Minard H. “Miny” Waln, was known in the short-track racing world as the "Mighty Mite.” Born in Cedar Rapids, Iowa, on Nov. 20, 1901, he spent most of his boyhood at the family country estate, hunting, fishing and hiking.

Waln’s racing career began in 1918 at the age of 16.

"I rode a Pope at Cedar Rapids my first race," he said. "The favorite was a scrappy guy named Peanuts Spurgeon, of Marion, Iowa. He was taking bets he would lap me. I chased him down to the finish line and almost nosed him out."

In his first year of racing, Waln won the Iowa State Championship.
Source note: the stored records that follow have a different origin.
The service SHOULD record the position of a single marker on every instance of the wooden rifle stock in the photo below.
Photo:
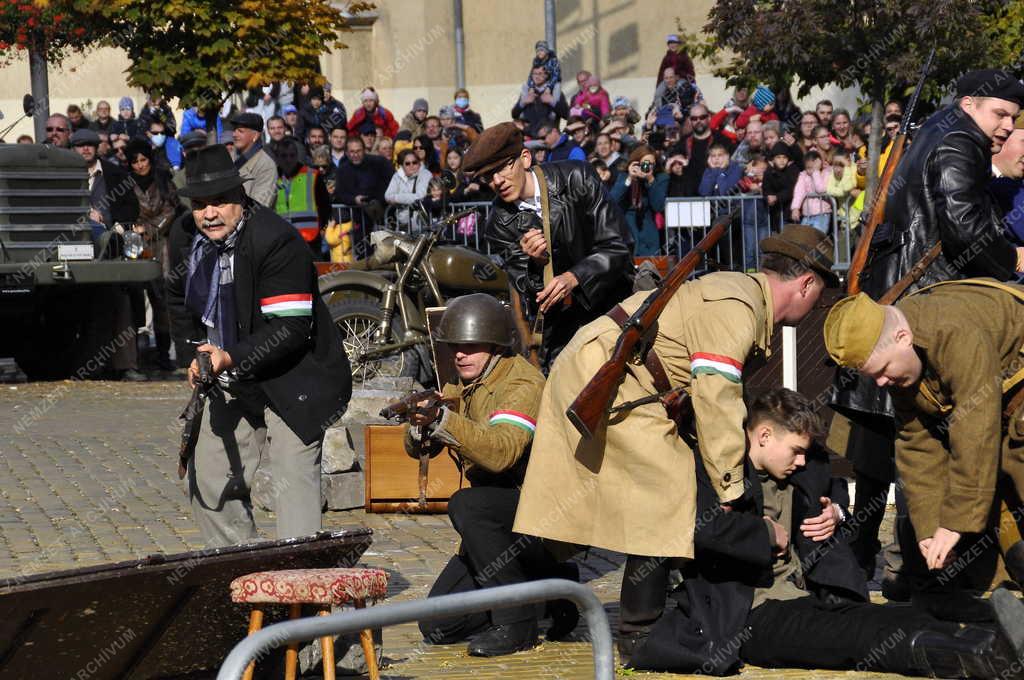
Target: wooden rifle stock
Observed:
(878, 214)
(591, 406)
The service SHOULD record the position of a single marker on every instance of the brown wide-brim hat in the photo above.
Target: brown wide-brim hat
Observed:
(808, 246)
(494, 147)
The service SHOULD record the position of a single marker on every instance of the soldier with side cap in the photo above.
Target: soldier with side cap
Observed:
(950, 356)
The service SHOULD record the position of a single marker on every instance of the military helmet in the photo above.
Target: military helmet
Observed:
(476, 317)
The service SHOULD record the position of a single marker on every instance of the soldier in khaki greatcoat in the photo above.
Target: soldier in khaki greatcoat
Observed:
(489, 428)
(950, 354)
(631, 489)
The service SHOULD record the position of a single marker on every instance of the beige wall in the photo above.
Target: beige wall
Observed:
(409, 52)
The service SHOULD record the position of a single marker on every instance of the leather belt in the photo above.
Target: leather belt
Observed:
(650, 358)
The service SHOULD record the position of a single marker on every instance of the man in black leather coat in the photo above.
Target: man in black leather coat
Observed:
(591, 252)
(939, 194)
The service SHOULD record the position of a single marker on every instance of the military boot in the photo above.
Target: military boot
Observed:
(505, 639)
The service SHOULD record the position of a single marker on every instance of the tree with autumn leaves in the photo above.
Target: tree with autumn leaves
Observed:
(878, 46)
(197, 50)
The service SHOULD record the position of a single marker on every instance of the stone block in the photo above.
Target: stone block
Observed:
(344, 491)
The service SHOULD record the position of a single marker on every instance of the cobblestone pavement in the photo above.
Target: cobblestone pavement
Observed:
(88, 475)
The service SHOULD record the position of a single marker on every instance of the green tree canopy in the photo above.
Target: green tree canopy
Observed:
(197, 49)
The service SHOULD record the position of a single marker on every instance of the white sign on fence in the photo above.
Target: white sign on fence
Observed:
(695, 213)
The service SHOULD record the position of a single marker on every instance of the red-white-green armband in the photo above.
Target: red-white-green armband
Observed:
(513, 418)
(719, 365)
(297, 304)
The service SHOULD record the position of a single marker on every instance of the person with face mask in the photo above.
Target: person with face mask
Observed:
(166, 150)
(469, 117)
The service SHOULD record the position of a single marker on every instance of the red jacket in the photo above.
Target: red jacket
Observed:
(382, 119)
(744, 118)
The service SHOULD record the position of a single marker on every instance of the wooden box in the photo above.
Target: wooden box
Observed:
(392, 476)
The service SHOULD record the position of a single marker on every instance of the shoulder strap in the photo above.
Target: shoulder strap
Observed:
(549, 268)
(1017, 292)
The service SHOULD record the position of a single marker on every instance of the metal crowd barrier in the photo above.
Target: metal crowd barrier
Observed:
(433, 607)
(467, 232)
(688, 219)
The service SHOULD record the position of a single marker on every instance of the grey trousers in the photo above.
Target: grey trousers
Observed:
(239, 433)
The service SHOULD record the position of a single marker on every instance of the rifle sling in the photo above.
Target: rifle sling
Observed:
(655, 368)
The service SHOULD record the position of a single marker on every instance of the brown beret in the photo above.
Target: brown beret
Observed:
(806, 245)
(495, 145)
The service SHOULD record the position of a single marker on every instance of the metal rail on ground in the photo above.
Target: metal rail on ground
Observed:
(301, 630)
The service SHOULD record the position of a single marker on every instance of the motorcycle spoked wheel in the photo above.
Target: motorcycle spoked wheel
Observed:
(357, 322)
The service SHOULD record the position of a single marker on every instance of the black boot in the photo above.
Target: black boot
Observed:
(563, 613)
(953, 604)
(973, 651)
(629, 644)
(505, 639)
(1014, 560)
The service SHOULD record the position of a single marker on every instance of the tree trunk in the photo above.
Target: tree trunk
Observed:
(41, 92)
(875, 140)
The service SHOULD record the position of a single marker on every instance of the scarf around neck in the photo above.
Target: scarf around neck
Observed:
(210, 287)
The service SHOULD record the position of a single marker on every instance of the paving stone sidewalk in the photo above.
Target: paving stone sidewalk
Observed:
(88, 475)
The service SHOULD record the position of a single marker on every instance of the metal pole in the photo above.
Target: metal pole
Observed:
(434, 607)
(549, 24)
(41, 91)
(460, 46)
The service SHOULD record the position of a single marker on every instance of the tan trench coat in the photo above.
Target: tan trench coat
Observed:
(632, 489)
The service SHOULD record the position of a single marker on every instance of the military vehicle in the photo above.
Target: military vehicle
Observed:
(51, 266)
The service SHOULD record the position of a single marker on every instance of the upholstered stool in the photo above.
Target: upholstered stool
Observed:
(322, 587)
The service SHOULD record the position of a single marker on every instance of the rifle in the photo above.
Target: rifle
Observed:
(878, 210)
(591, 406)
(192, 417)
(401, 410)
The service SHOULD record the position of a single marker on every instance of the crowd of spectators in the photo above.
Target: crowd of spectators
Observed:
(300, 151)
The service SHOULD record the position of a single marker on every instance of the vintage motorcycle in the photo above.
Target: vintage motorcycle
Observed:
(380, 303)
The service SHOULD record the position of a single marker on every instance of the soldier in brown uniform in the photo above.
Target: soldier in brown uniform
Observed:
(949, 354)
(489, 430)
(632, 489)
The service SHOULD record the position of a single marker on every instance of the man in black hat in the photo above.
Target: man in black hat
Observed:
(939, 194)
(257, 168)
(587, 267)
(282, 375)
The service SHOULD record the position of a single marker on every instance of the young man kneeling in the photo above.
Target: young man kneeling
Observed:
(743, 598)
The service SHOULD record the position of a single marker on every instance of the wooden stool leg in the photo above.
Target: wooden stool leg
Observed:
(292, 653)
(255, 623)
(327, 649)
(367, 641)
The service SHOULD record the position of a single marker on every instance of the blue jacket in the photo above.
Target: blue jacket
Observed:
(1009, 195)
(565, 150)
(192, 120)
(721, 182)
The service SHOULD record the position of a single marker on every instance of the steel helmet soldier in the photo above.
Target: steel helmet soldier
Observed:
(489, 430)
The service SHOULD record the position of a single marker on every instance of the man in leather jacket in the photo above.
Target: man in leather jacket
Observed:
(939, 194)
(591, 254)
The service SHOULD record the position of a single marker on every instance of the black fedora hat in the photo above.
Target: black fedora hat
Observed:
(209, 171)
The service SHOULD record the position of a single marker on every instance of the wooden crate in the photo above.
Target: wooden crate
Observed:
(392, 476)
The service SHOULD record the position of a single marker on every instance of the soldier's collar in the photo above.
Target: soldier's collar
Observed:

He went to Los Angeles, Calif., in 1924 and raced on the 5/8 mile Ascot track along with other venues such as the Beverly Hills mile board track, and tracks at Long Beach, Emeryville and San Diego.

Waln was the first to introduce the Comerford JAP machine into the U.S. Over the course of his career he rode a variety or motorcycles, including Indian, Douglas, Crocker and Harley-Davidson machines.

The biggest crowd he ever appeared before was in 1930 in Syracuse, N.Y., where 90,000 fans saw him win. At that time, the Syracuse event was central to bike racing. The major factory teams were there: men like Jim Davis, Joe Petrali, Freddie Ludlow and Andy Hader. Waln had also won the Syracuse race in 1929.

In 1931 only fellow Hall of Famer Sprouts Elder could challenge Waln on the track. They ran neck-and-neck for a while before Waln took the lead. Elder retired and for a couple of years Waln ruled the tracks, winning two national titles at the Richmond Virginia Decoration Day race meet.

Waln continued to race in California, setting records and thrilling speedway fans there. He held records at nearly every track on the western circuit. Among his records were the Oakland, 4-lap handicap record; the Fresno 4-lap scratch; the Gilmore Stadium 4-lap handicap; the Atlantic Stadium 2-lap; the San Diego 1-lap title, and the Bakersfield 5-mile record.

Waln retired from racing in 1938 and went work for Lockheed, where he was in charge of a hydraulic crew and later worked as a test mechanic. In the late 1930s Waln built midget cars and earned prize money with Louie Foy behind the wheel of the Dale Drake Special.

Waln held 15 national title medals and was a three-time National Champion from 1930-32. Sprouts Elder’s former mechanic Joe Walker, who watched Waln race for years, observed, “Miny was one of the all-time greats. He was such a mild mannered, soft-spoken gentleman, nobody would suspect he was such a tiger in action and tough enough to take such a battering over two decades and quit in one piece.”

In his later years, Waln purchased some land in a Hemet, Calif., east of Los Angeles. He raised two daughters and remained close to them and his grandchildren. He frequented the local tracks and shared in many reunions, seeing his old friends and fellow racers at tracks such as the Costa Mesa Speedway.

Throughout Waln’s career his wife Gwynie was ever-present at the races. She was immensely popular with the motorcycle fraternity. The great tragedy of Waln’s life was when Gwynie, his inseparable partner of 37 years, succumbed to a brain tumor in 1963. Minard “Miny” Waln died in 1991.

Waln was inducted into the AMA Motorcycle Hall of Fame Museum in 1998.